Open proppy opened 5 years ago
Copying from https://github.com/googlesamples/assistant-sdk-python/issues/356
I would also consider the support for custom event callbacks/hooks.
Ideally, I see two main usage patterns for the assistant: a synchronous one, where a generator approach works the best:
with Assistant(**opts) as assistant:
for event in assistant:
print(event)
and an asynchronous one, where the handlers might be executed in other threads, and in this kind of approach the callback pattern can really help keeping the code clean:
with Assistant(on_conversation_start=on_conversation_start,
on_speech_recognized=on_speech_recognized,
..., **opts) as assistant:
# Do other stuff
where the handlers might be executed in other threads
wouldn't the handlers need to dispatch the call the thread anyway using something like https://docs.python.org/3/library/concurrent.futures.html#concurrent.futures.Executor.submit
@BlackLight curious about your thoughts about of callbacks vs inheritance + override?
Another possibility could be have a @decorator
model, similar to what https://github.com/pallets/flask or https://github.com/pallets/click project do, something like:
from google.assistant.sdk import assistant
@assistant.handler('CONVERSATION_START'):
def handle_conversation():
pass
That could also enable us to unify the event handler with device actions and custom device actions:
from google.assistant.sdk import assistant
@assistant.handler('action.devices.commands.OnOff'):
def handle_onoff():
pass
@assistant.handler('com.example.commands.BlinkLight'):
def handle_blink():
pass
What do you think?
In my opinion the callback mechanism allows to handle interactions in a more flexible way than a synchronous yield
generator. What I have set up so far in my project is something like:
class Assistant(threading.Thread):
def __init__(self, event_handler, *args, **kwargs):
self.event_handler = event_handler
def run():
while True:
event = self._poll_event()
if self.event_handler:
self.event_handler(assistant, event)
class MyClient:
def __init__(*args, **kwargs):
self.assistant = Assistant(event_handler=self.event_handler())
self.assistant.start()
def event_handler(self):
def wrapped_handler(assistant, event):
print(event)
return wrapped_handler
With this pattern I can execute the event handler within the assistant thread, but the handler itself is within MyClient
, so it can access all the attributes of my object as well. It's not strictly like dispatching the call to another thread (that would indeed require some degree of black magic with concurrent
), but it's flexible enough for me to decide where and how some handler should be executed.
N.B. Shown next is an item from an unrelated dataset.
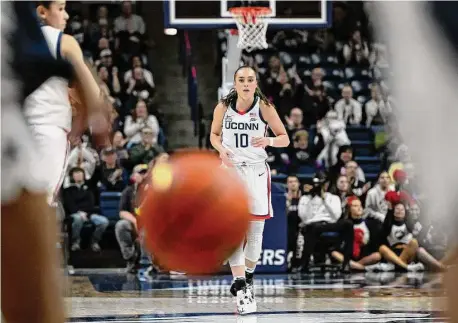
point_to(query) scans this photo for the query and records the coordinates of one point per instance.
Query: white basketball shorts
(257, 180)
(20, 167)
(53, 148)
One could even get the handler to run the custom logic in a new thread so in case of failure it won't abort the assistant thread.
Thinking of it, however, I agree that in Python it's possible to implement better patterns than a callback approach borrowed from JS.
I like the inheritance+override approach, I've also initially proposed it in https://github.com/googlesamples/assistant-sdk-python/issues/356. It feels a bit Java-ish to me though, as it would require the developer to define a new class and override all the needed handlers. Not that it's a bad thing, but it would make a quick-start a bit more verbose.
Thinking of it I like the decorator approach the most, and it would indeed make things consistent with what's done with the device_handler
as well. It's probably also the most "pythonic" way to implement things, even though I'd still offer the option for developers to opt either for the generator approach (if they have a script that needs to access events synchronously anyway) or the decorator approach (if they have a more complex business logic and want to decouple their own logic from the assistant). I'd also consider the option of an empty decorator, something like @assistant.handler()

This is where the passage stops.